From: peter () NETPLEX COM AU (Peter Wemm)
Date: Wed, 1 Mar 2000 13:08:44 +0800


Robert Watson wrote:

I.e., suppose you distributed a single identity.pub to a number of hosts
as authorized_key to log in.  Suppose you make use of ssh-agent, and
ssh-add, to cache the keying material for use.  Now suppose one of those
hosts is compromised--for the lifetime of your ssh connection, the cracker
of the compromised host can log into any account on the other hosts using
that authorized_keys.

If we're switching to a model where X11 forwarding is disabled by default
on the client, we should also consider disabling agent forwarding, which
can present a similar and significant risk.

A better and far safer way is to modify ssh-agent so that you have an active
local unix domain socket to it or something and have a foreground "monitor"
program that is required to manually authorize the use of the agent.

I had something hacked up a while back that did just this.  It sat in an xterm
in a loop and it would beep several times when an authentication request came
in via the tunnel and would prompt you for an ack/nak for the request.

So, when you used the ssh agent you would get a few beeps and everything would
pause while waiting for the ack.  Once you OK'ed it, things would continue.

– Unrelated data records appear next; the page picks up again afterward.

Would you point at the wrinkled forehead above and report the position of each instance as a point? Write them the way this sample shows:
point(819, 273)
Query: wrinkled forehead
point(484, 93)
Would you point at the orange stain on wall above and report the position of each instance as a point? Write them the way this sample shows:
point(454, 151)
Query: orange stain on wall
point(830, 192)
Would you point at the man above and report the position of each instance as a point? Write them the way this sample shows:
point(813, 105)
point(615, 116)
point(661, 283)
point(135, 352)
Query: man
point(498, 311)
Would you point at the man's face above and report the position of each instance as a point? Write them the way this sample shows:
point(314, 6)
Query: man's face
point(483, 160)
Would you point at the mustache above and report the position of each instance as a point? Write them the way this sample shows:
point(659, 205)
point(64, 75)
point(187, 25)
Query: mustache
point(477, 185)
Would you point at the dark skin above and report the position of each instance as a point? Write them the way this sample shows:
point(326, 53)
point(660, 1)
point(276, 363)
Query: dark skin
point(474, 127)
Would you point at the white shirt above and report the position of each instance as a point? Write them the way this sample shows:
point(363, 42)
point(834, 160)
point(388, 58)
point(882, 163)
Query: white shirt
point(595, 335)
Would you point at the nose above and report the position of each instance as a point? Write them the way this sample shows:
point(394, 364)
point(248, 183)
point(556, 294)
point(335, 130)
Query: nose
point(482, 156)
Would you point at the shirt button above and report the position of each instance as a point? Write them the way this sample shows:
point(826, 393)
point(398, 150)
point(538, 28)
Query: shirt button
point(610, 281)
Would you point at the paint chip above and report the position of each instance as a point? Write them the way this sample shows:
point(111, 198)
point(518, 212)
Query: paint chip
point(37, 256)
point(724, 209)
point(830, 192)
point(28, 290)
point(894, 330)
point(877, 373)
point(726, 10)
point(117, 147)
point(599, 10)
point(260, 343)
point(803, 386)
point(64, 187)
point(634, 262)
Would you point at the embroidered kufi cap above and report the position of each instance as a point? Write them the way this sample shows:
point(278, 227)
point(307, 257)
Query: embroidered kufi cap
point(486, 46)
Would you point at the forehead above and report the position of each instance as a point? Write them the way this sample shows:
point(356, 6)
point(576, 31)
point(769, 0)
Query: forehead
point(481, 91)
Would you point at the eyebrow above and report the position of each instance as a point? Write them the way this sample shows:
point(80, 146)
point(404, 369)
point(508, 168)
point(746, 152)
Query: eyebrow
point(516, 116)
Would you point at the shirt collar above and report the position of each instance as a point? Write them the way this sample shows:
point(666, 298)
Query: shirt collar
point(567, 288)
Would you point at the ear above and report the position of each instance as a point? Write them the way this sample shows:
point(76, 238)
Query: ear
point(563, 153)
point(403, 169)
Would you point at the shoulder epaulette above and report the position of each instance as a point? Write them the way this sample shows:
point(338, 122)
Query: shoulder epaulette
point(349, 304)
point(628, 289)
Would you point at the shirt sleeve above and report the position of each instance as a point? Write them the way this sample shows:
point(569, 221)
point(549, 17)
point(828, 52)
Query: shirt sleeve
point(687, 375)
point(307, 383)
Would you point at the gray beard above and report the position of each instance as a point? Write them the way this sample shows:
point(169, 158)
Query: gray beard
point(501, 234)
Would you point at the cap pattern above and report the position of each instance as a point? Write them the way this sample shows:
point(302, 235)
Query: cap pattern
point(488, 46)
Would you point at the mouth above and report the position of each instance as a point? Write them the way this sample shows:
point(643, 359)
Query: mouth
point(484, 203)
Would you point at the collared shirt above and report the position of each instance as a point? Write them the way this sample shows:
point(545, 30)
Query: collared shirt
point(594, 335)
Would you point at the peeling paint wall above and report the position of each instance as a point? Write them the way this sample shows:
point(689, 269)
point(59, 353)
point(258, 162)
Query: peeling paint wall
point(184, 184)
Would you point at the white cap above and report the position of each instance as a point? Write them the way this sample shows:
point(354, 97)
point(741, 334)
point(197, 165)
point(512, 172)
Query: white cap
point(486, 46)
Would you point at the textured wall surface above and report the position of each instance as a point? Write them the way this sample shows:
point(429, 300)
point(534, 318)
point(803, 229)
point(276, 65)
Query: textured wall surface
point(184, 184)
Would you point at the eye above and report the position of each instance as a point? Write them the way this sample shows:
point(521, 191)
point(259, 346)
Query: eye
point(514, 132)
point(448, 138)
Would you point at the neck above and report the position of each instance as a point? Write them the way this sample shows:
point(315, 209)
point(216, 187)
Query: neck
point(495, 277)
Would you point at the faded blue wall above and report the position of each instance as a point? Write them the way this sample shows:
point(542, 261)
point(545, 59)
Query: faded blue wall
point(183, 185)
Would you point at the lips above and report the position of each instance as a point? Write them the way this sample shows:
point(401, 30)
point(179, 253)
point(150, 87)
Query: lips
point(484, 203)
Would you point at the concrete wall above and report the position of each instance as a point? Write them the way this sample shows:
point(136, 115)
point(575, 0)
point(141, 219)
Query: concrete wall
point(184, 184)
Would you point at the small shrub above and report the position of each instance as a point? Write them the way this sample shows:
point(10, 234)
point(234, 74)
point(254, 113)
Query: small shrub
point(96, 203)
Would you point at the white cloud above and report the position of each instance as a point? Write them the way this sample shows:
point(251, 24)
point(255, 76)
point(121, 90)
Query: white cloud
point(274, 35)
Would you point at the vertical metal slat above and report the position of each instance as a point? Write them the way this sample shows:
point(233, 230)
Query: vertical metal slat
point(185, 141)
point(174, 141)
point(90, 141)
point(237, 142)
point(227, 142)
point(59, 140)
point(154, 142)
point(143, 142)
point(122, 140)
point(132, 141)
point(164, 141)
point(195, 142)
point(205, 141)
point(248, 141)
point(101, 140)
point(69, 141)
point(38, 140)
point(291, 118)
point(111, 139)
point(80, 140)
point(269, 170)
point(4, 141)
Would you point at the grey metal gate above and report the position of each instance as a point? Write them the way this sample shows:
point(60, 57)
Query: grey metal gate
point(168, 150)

The risk is that somebody could wait for you to attempt to use the tunnel and
insert a hostile authentication request into the tunnel and you'd ack that
instead, but you'd wise up to that pretty quickly when things didn't work or you
got a duplicate request or things hung or whatever.  By then it may be too late
but at least you've been immediately alerted to the problem.  I didn't
see an easy way to identify the origin of an authentication challenge.

It complicated the code somewhat and I was never entirely happy with it.  I
don't think I've got the code around now, I suspect I hacked it up in one
of the FreeBSD ports work areas and later deleted it as part of a mass
cleanup.:-(  It shouldn't be too hard to duplicate though.